# Privacy

As described in our POPIA guide we are exposed to personal data in the form of bank statements. This page specifies our privacy policy which defines how we handle these bank statements and how long they are retained.

This policy forms part our POPIA compliance specifications. Clients may direct their end-users to this guide in order for the data-subject (the owner of the bank statement) to provide consent for their bank statements to be processed by Spike.

This is a full and accurate enumeration of all circumstances under which we retain personal data. All processes to adhere to this policy are automated. We do not deviate from this policy.

# Principles

The guiding principle of POPIA is that operators and responsible parties should only retain personal data where this supports the intended purpose under which the user volunteered the data. In our case this means that we can only retain bank statements where we can justify that this retention helps to improve the provision and quality of the Spike service.

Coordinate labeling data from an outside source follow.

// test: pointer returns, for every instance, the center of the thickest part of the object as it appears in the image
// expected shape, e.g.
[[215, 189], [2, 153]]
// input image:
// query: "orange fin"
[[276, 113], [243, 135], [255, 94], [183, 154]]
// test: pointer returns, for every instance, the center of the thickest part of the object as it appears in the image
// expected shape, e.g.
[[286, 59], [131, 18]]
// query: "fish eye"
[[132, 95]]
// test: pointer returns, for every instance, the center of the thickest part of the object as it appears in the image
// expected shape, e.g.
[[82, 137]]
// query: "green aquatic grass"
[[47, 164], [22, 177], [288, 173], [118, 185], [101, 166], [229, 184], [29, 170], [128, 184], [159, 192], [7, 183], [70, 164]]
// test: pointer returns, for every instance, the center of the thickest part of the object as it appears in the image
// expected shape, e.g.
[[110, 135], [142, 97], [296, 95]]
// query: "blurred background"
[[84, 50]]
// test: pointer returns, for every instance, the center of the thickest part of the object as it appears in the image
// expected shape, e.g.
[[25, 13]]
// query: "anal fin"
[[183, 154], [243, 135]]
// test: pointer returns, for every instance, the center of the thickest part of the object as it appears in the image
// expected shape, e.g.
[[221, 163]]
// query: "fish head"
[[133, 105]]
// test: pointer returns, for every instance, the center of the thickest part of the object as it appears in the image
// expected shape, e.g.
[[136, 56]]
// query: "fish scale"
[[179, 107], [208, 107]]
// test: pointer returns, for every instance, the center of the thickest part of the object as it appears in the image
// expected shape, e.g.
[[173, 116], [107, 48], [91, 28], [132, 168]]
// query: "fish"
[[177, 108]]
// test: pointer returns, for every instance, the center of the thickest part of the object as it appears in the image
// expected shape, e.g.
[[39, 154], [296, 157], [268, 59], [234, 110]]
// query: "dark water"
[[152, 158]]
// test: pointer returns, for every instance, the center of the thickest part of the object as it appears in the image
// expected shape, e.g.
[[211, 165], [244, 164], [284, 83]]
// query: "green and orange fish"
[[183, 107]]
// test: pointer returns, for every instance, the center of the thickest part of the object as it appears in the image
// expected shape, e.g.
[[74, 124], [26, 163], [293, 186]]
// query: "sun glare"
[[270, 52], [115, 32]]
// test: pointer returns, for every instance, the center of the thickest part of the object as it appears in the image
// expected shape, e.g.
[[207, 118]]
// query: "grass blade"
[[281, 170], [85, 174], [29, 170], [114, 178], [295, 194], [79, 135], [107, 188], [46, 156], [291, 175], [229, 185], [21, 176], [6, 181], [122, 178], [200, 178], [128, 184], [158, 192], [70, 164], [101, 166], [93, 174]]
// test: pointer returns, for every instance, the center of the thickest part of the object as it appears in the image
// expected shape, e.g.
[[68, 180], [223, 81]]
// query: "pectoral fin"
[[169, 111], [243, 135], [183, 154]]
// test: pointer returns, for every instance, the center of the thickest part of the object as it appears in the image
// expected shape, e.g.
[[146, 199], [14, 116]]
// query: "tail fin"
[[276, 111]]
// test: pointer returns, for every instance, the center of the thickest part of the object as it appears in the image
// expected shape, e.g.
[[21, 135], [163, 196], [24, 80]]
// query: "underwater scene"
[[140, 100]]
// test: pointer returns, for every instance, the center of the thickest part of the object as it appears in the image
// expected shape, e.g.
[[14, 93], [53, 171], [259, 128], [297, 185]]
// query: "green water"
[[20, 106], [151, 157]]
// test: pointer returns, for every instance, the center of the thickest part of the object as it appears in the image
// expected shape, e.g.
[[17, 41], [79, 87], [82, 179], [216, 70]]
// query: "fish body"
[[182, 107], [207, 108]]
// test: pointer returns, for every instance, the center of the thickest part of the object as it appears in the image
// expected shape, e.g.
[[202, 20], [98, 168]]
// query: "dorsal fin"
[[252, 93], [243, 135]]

Our goal is to minimize the amount of personal data that we retain in order to reduce the quantity of data that may be exposed in the event of a breach. Our objective is that no data should be retained for longer than a week. In practice a very small subset of data may be retained for longer durations. Each such case is clearly described below and in each case our only reason for doing so is in order to ensure the ongoing provision and quality of the Spike service.

This is a full and accurate enumeration of all circumstances under which we retain personal data. All processes to adhere to this policy are automated. We do not deviate from this policy.

# What we retain and why

Below is a summary table with links to descriptions:

enumeration rule name
1. Error queue
2. Statement library
3. Most recently processed queue

# Error queue

Occasionally pdfs are submitted to us which do not process correctly. There can be many reasons for this (see our errors guide). Upon error a pdf is retained in an error queue until we have had a chance to review and fix the error. Any pdf in the error queue is automatically deleted from the queue after 1 week.

# Statement library

Our statement library documents all of the statement templates which we currently support.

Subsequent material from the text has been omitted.